Barry was impressed by how she sought to resolve conflict. “We’d have arguments and nine times out of ten it would be my fault, and she would come to me and ask, ‘Would you forgive me?'”
“I started thinking, ‘Who is this Jesus Christ who can change someone’s life like this?'”
Two different ships
He began reading the Bible. At one point he even said, “Show me, God, if You are really there.” He opened the Bible randomly and blindly put his finger on a page. It rested on 1 Corinthians 1:21 in the Living Bible, which said, “For God so made His plan that it couldn’t be found through human brilliance.”
Says Barry, “I thought my finger was going to burn off. I thought I’d just been rebuked.”
Pam suggested they go to a Marriage Seminar on Memorial Day weekend in 1977, and Barry agreed. A speaker presented the gospel during one of the sessions, and Barry finally understood what was missing in his life. He returned to his hotel room while Pam attended a women’s session.

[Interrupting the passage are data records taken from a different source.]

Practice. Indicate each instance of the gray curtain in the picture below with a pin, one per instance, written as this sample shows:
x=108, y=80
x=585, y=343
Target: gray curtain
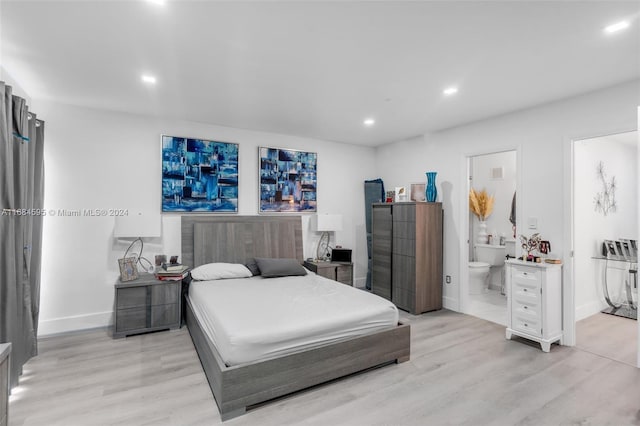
x=22, y=201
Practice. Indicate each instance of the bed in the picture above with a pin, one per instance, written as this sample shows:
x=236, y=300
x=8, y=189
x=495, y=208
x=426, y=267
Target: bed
x=242, y=384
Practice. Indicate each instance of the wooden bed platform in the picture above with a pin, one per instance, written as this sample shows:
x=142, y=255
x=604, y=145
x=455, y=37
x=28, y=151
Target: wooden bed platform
x=236, y=239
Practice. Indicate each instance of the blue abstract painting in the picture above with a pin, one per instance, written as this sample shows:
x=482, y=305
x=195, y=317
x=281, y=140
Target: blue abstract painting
x=288, y=180
x=199, y=175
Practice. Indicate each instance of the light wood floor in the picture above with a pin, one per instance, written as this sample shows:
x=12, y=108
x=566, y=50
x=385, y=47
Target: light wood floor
x=462, y=372
x=609, y=336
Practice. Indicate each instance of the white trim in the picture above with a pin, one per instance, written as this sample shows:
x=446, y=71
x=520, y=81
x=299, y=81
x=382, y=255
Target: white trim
x=74, y=323
x=569, y=309
x=451, y=304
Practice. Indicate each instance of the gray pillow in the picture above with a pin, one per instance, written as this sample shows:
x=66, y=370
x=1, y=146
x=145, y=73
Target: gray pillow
x=253, y=267
x=270, y=268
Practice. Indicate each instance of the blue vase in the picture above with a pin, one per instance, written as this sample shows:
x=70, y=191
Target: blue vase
x=431, y=192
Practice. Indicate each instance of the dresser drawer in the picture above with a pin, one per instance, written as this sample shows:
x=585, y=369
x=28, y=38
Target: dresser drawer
x=131, y=297
x=164, y=315
x=525, y=275
x=526, y=292
x=527, y=324
x=165, y=294
x=131, y=319
x=527, y=308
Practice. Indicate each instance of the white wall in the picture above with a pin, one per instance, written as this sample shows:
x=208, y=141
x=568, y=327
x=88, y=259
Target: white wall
x=502, y=190
x=592, y=227
x=101, y=160
x=541, y=135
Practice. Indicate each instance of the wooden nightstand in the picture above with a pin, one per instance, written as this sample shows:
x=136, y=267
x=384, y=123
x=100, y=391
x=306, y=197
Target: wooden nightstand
x=337, y=271
x=146, y=304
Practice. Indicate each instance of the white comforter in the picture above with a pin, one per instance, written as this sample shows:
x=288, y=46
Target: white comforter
x=256, y=318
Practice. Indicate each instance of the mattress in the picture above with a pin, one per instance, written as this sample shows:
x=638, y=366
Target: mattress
x=250, y=319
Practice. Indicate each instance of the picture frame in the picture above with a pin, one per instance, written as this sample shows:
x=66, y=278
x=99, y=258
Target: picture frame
x=612, y=250
x=418, y=192
x=288, y=180
x=199, y=175
x=128, y=269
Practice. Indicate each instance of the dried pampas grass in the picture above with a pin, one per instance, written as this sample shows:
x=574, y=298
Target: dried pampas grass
x=481, y=203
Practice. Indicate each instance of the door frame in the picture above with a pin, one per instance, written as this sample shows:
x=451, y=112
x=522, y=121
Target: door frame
x=568, y=302
x=465, y=238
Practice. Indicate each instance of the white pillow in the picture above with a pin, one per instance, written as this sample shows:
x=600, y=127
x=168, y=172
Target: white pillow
x=220, y=271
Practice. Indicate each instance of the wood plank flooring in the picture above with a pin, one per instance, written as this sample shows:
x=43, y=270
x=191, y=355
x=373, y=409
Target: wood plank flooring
x=610, y=336
x=462, y=372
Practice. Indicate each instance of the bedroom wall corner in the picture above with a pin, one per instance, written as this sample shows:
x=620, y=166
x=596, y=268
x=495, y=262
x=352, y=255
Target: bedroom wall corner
x=97, y=159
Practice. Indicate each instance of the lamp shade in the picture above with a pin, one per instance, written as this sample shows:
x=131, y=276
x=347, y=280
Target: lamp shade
x=328, y=222
x=138, y=224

“I began to think that I could never be the father that my kids needed so badly. I could never be the husband that she needed so badly. I could never be the person God wanted me to be without Jesus Christ in my life.” As he invited Christ into his life, tears began streaming down his face for the first time since he was a young boy.
He naturally told Pam right away, and over the following week of vacation they truly began to establish a new home. “We had been on two different ships heading to two different ports, with different goals and different dreams and different ideals,” Barry says. “And from that moment on, we truly became one flesh.”
“I love you, too, Mom”
The Abells have no doubt that they would have divorced if God had not intervened in their lives. And not just because of their parenting struggles. “We’re just so different,” says Pam, ” but we’re also two strongly opinionated people. Ego gets in the way. Without Jesus molding and shaping us daily, we would have alienated each other.”
Recently Pam caught another glimpse of how God is working in their family. Through the child-rearing years, she says, “Every day we would try to just reinforce our love to our children, even if at times they wanted to push away. Even during Marc’s really tough years, we’d ask, ‘Marc, do you know we love you?’ and he’d say, ‘I know you love me.'”
But for over 20 years, since Marc was five, they didn’t hear any expression of love from him in return. When his family came to visit for Christmas in 1998, at one point Pam put her arms around him and said, ” Marc, I love you. It’s so good to be with you.” To her joy, he replied, “I love you too, Mom.”
Through her tears, Pam knew it was one more confirmation of the transformation God had made in their lives.
Epilogue: Today Marc is a husband and father, and owns a landscaping company. In 1978, Barry helped begin a Bible study on Wall Street that continues to this day. Barry left Wall Street in 1990 so he and Pam could work full-time with the Executive Ministry of Campus Crusade for Christ. They also speak regularly at FamilyLife marriage getaways, telling couples about the hope they found in Christ. Pam tells moms at these conferences that “sometimes the greatest work you will do on behalf of your children is on your knees praying for them. And letting them know that you’re not giving up on them.”